Pick-pocketing and purse-snatching are more of a problem in Ho Chi Minh City. Some thieves approach on motorcycles, grab your belongings and race off before you’ve realized what’s happened. If you ride in a Cyclo (pedi-cab) do not hold your bag in your lap. Sit on it or put it around your neck and do the same thing with your cam cord. Wearing valuable jewelry especially necklaces that can be easily grabbed will not be advisable.
Use common sense and don’t walk alone after dark, both for visionary and safety problems. Except for the streets in Saigon and Hanoi are well lit up in the evening and at night, some others cities might be dark to walk. You’re always better not to use Cyclo or motorbike taxis at night; ask your hotel or restaurant to call a reputable taxi firm which is always metered taxi.

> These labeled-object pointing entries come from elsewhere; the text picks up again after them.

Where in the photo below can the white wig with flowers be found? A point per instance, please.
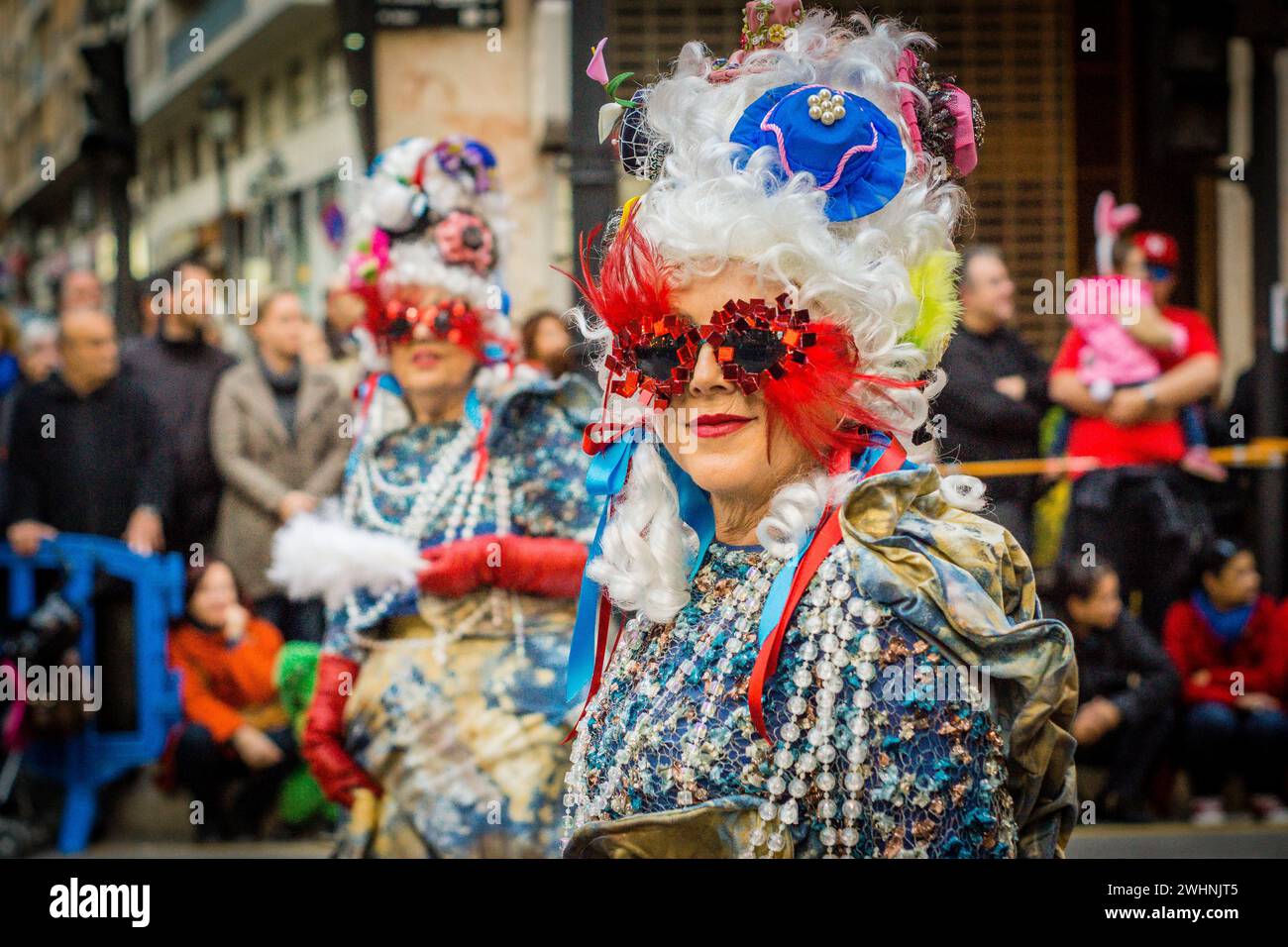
(428, 214)
(739, 180)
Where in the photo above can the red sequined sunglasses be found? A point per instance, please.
(754, 343)
(452, 320)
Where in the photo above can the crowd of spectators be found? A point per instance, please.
(1183, 660)
(200, 436)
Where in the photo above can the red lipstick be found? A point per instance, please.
(719, 425)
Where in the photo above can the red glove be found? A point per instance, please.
(532, 565)
(323, 732)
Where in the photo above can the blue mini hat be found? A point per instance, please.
(850, 147)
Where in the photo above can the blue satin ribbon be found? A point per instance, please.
(605, 476)
(475, 408)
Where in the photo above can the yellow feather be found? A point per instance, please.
(932, 282)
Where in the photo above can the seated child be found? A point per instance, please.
(236, 740)
(1231, 644)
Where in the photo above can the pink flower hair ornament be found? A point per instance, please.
(370, 261)
(949, 128)
(464, 240)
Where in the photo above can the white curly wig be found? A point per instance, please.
(712, 206)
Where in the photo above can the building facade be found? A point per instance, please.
(246, 138)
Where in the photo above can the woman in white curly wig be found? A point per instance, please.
(451, 573)
(794, 641)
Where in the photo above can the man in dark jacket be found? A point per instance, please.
(85, 451)
(178, 368)
(996, 393)
(86, 455)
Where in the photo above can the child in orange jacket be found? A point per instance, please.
(236, 731)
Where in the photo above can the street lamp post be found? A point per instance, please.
(220, 110)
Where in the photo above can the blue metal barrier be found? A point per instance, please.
(91, 759)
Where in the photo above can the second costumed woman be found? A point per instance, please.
(820, 652)
(439, 712)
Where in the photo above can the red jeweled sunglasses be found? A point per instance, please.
(452, 320)
(754, 343)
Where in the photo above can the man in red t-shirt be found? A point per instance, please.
(1138, 512)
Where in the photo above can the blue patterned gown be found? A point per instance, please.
(901, 685)
(459, 707)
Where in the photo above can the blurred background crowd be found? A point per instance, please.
(155, 146)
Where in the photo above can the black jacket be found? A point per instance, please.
(980, 423)
(179, 377)
(84, 464)
(1129, 668)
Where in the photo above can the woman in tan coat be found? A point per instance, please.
(277, 431)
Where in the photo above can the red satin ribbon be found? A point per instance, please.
(481, 446)
(827, 535)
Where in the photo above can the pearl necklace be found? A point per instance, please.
(451, 480)
(827, 622)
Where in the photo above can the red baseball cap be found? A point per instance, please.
(1160, 249)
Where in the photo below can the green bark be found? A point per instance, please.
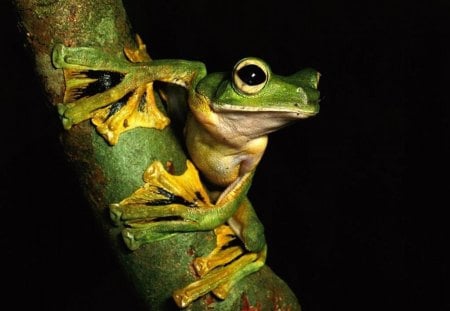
(108, 174)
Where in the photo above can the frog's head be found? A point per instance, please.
(255, 101)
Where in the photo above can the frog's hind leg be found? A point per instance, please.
(222, 279)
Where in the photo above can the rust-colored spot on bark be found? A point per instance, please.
(245, 305)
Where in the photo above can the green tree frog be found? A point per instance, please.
(229, 118)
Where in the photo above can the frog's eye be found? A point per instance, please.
(250, 75)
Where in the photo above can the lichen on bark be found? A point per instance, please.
(107, 174)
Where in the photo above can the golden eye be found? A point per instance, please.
(250, 75)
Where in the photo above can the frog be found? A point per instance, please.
(230, 115)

Traffic is chaotic, especially at prime times when traffics seem to come from all directions. If you choose to ride a motorcycle or bike, make sure you understand the driving culture quite a bit. When crossing the street on foot, move at a slow and steady pace with eyes contact. Never stop and step back suddenly since the motorist watching your pace from a far and measure their own speed. Just walk slowly and traffics will flow around you.